In an article posted recently on Commonhealth, Rachel Zimmerman reported on a study, also authored by Boyd, that points to a more general obstacle to mental health care. The study’s hypothesis, which was borne out, posited that availability of psychiatric services has greatly diminished “due to a combination of paltry reimbursement rates and budget cutbacks.” The study’s authors wrote: “Reimbursements for psychiatric services are far lower than for other types of care, so institutions frequently restrict access as stringently as possible.”

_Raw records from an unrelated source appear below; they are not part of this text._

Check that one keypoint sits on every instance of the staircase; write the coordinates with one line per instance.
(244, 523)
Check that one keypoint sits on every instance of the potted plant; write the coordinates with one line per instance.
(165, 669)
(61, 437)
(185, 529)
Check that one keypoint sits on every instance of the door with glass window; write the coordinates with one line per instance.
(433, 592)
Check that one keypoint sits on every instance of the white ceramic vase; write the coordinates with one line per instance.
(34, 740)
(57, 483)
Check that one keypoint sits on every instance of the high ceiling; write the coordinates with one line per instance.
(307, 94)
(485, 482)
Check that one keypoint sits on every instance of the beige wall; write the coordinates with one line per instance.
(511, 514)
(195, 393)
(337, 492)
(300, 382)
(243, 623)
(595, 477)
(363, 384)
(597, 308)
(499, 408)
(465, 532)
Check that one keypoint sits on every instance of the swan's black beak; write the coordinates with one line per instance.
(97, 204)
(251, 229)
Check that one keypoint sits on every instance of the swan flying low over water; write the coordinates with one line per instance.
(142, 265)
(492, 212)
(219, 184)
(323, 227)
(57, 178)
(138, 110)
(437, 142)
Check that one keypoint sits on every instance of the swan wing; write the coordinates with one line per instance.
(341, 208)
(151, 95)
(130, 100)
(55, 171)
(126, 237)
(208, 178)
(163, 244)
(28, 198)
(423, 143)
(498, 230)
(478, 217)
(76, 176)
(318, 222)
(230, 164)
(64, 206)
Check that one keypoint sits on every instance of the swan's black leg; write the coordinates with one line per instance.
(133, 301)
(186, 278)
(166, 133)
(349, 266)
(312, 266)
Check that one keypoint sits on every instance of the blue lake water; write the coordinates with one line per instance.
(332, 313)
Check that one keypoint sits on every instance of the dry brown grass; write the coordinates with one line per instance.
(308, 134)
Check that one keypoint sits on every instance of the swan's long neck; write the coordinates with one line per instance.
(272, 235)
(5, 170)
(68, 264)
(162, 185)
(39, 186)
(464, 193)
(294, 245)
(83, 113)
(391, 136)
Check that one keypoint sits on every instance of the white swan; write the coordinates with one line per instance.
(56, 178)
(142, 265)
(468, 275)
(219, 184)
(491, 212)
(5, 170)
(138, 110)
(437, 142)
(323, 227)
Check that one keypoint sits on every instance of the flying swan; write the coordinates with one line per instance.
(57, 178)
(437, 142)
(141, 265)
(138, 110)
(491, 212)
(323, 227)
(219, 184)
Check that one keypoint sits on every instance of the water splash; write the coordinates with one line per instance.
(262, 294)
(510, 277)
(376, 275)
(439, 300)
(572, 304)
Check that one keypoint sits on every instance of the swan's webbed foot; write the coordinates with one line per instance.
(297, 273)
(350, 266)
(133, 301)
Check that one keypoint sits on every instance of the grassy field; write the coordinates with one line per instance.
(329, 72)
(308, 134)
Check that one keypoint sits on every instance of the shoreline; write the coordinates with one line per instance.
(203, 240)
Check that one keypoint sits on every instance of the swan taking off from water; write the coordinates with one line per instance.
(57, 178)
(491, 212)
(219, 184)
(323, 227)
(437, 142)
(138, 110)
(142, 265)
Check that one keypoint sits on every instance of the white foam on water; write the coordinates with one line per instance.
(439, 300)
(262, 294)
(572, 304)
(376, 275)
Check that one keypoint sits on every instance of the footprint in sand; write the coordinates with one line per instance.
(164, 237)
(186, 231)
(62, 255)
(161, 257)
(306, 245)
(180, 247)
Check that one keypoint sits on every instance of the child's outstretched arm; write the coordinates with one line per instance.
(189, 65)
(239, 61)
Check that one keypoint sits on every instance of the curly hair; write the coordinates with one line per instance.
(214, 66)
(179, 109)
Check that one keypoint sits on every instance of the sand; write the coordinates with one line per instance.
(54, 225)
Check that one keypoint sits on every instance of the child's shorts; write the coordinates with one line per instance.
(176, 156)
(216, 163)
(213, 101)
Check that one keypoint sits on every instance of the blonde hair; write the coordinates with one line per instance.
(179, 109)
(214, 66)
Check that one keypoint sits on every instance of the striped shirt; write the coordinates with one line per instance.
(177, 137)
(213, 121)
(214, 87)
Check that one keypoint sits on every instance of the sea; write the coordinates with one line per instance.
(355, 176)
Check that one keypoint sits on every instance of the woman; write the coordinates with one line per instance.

Of the 64 medical facilities listed by Blue Cross and Blue Shield in the greater Boston area and contacted for the study, only four could offer an appointment within two weeks. Others refused to offer an appointment due to requirements that all patients be enrolled with a primary care doctor affiliated with that particular psychiatric facility. Study researcher Andy Lindenmeyer, a fourth- year resident in the Harvard Longwood psychiatric program, said, “I think the point here is that having health insurance does not equal access to care.”
Stephanie Woolhandler, a professor of public health at City University of New York and a visiting professor of medicine at CHA, summed up the state of mental health care in a recent email: "The reality is that access to mental health care is very poor in this country, even for people with private insurance. Because mental illness is stigmatized, the mentally ill are often unable or unwilling to fight their insurance company to get their care reimbursed. The result is a very uneven distribution of care, with abundant mental health resources available to those who can pay out of pocket, while those that must rely on their insurance find that mental health care is restricted or even unavailable.”
“We need our medical schools to push themselves to provide students with more affordable care,” said Boyd. “What’s best for the health of our students will result in better physicians and the future well-being of their patients.”
A note of disclosure: Both Drs. Boyd and Nardin, authors of the survey letter published in JAMA, are active members of the group Physicians for a National Health Program, an organization of physicians who advocate for single-payer national health insurance.